Three months of being safer at home has brought some new perspective. We’ve done our part to protect our family and those around us in our community. We’ve been spending more time outdoors – not days or weeks at a time, but short daily jaunts exploring nature close to home.


I’m definitely a person who needs to be near the water – wading in it, hiking by it, paddling on it.  It’s my connection to the natural world.  Keeps me grounded and gives me a sense of place.


Turns out, a lot of folks have been reconnecting with nature. Our public lands and our public access to water have never been more important.  We’ll need all of these voices in our effort to renew Knowles Nelson Stewardship – Wisconsin’s iconic public lands program and the source of all those white and green “public fishing easement” signs.


I believe TU has a role to play as we start back down the path to “normal”. I for one am ready to volunteer again – cutting brush, rolling rock, cleaning up trash, or whatever our local waterways need. Our TU workdays could be just the outlet many people are looking for.  We can offer this opportunity to “do some good” while being respectful of everyone’s health (face coverings, keeping our distance, and skipping the communal lunches).


The people in this organization are what I miss the most.  Sharing moments on the water and sharing those stories afterwards.
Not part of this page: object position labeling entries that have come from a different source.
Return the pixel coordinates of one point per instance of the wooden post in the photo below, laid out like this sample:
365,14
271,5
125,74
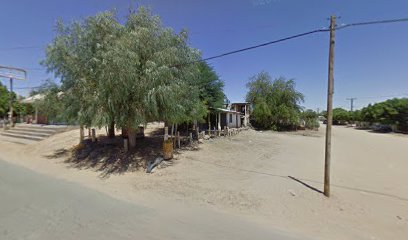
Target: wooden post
219,122
209,124
81,134
166,133
329,109
36,115
93,135
126,144
178,139
11,104
111,130
132,133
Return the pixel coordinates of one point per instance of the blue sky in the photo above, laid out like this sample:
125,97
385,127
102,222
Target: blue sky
371,62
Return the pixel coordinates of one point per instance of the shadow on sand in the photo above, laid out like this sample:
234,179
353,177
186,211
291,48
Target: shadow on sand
107,155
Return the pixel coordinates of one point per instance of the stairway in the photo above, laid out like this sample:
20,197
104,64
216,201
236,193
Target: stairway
31,132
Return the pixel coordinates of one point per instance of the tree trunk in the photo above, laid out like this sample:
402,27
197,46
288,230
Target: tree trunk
132,137
111,130
81,134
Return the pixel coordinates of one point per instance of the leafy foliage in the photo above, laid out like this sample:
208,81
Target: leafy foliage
4,100
392,111
276,103
130,73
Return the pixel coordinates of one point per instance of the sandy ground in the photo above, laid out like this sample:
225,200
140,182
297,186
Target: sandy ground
269,178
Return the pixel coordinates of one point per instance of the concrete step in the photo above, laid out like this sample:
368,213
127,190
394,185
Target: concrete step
16,140
30,132
22,136
33,130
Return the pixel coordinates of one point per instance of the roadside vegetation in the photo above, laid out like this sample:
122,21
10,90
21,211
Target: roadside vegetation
276,104
122,76
392,112
19,109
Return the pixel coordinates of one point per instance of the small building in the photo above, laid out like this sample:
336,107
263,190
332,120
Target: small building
244,108
228,118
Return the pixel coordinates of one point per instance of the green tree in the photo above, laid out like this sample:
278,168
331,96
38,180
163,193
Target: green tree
126,74
341,116
276,103
4,100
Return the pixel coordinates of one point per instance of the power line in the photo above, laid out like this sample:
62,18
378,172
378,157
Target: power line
305,34
265,44
21,48
372,23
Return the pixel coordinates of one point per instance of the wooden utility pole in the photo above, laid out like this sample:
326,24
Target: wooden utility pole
327,156
351,103
11,103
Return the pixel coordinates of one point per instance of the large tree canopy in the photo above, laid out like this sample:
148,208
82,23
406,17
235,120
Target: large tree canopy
128,73
276,103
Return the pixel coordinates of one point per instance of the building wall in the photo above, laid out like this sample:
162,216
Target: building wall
233,120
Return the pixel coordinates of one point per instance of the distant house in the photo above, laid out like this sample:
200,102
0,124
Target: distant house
245,110
228,118
38,119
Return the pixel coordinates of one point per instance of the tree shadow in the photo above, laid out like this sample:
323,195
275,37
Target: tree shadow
305,184
107,155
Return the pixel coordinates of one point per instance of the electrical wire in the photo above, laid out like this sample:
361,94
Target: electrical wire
372,23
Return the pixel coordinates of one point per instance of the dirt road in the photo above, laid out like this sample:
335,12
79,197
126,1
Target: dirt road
34,206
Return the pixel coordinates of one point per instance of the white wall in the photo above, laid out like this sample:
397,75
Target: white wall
236,119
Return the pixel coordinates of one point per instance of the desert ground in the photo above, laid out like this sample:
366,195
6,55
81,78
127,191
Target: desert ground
267,178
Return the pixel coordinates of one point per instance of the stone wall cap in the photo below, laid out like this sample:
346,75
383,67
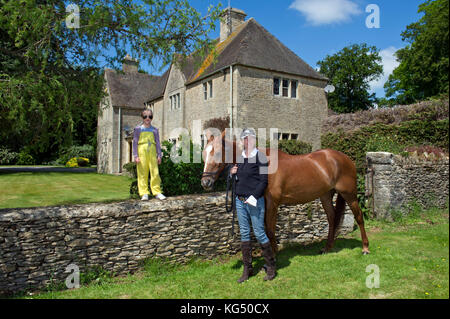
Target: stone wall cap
118,209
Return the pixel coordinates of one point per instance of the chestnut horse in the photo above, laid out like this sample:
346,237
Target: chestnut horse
298,179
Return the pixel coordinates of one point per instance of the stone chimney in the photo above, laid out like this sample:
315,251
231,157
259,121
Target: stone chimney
130,65
230,19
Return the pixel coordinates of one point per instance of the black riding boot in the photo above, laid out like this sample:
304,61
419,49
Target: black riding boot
270,261
246,247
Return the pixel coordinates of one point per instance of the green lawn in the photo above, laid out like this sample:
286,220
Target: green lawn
411,254
30,189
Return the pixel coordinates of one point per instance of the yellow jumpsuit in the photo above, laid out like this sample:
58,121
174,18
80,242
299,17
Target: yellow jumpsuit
148,155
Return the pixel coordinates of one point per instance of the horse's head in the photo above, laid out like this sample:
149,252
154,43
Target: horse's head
216,156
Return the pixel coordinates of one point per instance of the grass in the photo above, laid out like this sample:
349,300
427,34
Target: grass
412,255
31,189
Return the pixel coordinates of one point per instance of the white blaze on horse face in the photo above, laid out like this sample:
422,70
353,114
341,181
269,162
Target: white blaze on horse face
208,151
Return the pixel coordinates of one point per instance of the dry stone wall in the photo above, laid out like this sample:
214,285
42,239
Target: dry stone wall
392,182
37,244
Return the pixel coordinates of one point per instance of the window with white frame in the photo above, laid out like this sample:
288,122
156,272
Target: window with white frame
175,102
207,90
285,87
294,85
276,86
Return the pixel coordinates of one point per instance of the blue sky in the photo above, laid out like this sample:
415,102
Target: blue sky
314,29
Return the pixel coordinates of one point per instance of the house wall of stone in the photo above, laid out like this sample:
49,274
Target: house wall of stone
217,106
258,107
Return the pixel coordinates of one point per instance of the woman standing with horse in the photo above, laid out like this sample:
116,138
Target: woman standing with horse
251,183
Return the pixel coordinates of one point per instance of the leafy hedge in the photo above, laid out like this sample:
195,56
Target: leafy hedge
387,138
86,151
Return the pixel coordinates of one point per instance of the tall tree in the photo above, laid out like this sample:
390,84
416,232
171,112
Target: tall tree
350,70
50,76
424,62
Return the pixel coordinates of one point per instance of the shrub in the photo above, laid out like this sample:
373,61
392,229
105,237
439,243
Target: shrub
78,162
7,157
382,137
86,151
25,159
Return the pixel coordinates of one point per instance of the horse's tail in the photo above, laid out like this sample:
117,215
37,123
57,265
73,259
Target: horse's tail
339,213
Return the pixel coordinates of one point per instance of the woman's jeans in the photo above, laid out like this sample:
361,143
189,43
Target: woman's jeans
248,214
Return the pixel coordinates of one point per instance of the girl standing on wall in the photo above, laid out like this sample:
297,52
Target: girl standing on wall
147,155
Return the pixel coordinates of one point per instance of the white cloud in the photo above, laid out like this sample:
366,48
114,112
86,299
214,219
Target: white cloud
389,63
320,12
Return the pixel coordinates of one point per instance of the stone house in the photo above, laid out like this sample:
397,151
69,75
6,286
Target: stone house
254,80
I know it’s been difficult to function as an organization these last few months, but I’m convinced that TU will come through this moment as a stronger organization.


The strength will come from opening our doors a little wider.  It’s not enough to come through this pandemic and go back to normal.  Normal will not keep us relevant over the next 50 years.  We need to be extraordinary if we are to preserve the woods, meadows, and waters that we cherish for future generations.


So what does it mean to “open the doors a little wider”? I’m a white male in my mid-40’s and I’ve never really had a problem fitting into this organization. That’s not the case for a lot of people who may be of a different gender, or race, or generation.   


I feel most comfortable knee deep in a trout stream.  What makes me UNcomfortable is realizing that not everyone feels at ease recreating outdoors.  It’s up to us to change that.


We have the tools in place (Trout in the Classroom, Youth Conservation and Fishing programs, 5 Rivers College clubs, Diversity and Women’s Initiatives, citizen science, and restoration workdays) to start breaking down barriers.


It’s our responsibility to make space in TU for all voices to be heard. This organization has a way of bringing out the best in people. If we want our work to mean something in 50 years, we will have to evolve. Everyone deserves access to cold, clean, fishable water.


I’m looking forward to helping the next generation of conservationists rise up and occupy their space in the outdoor community, so that we can continue building our coldwater legacy.  Are you with me?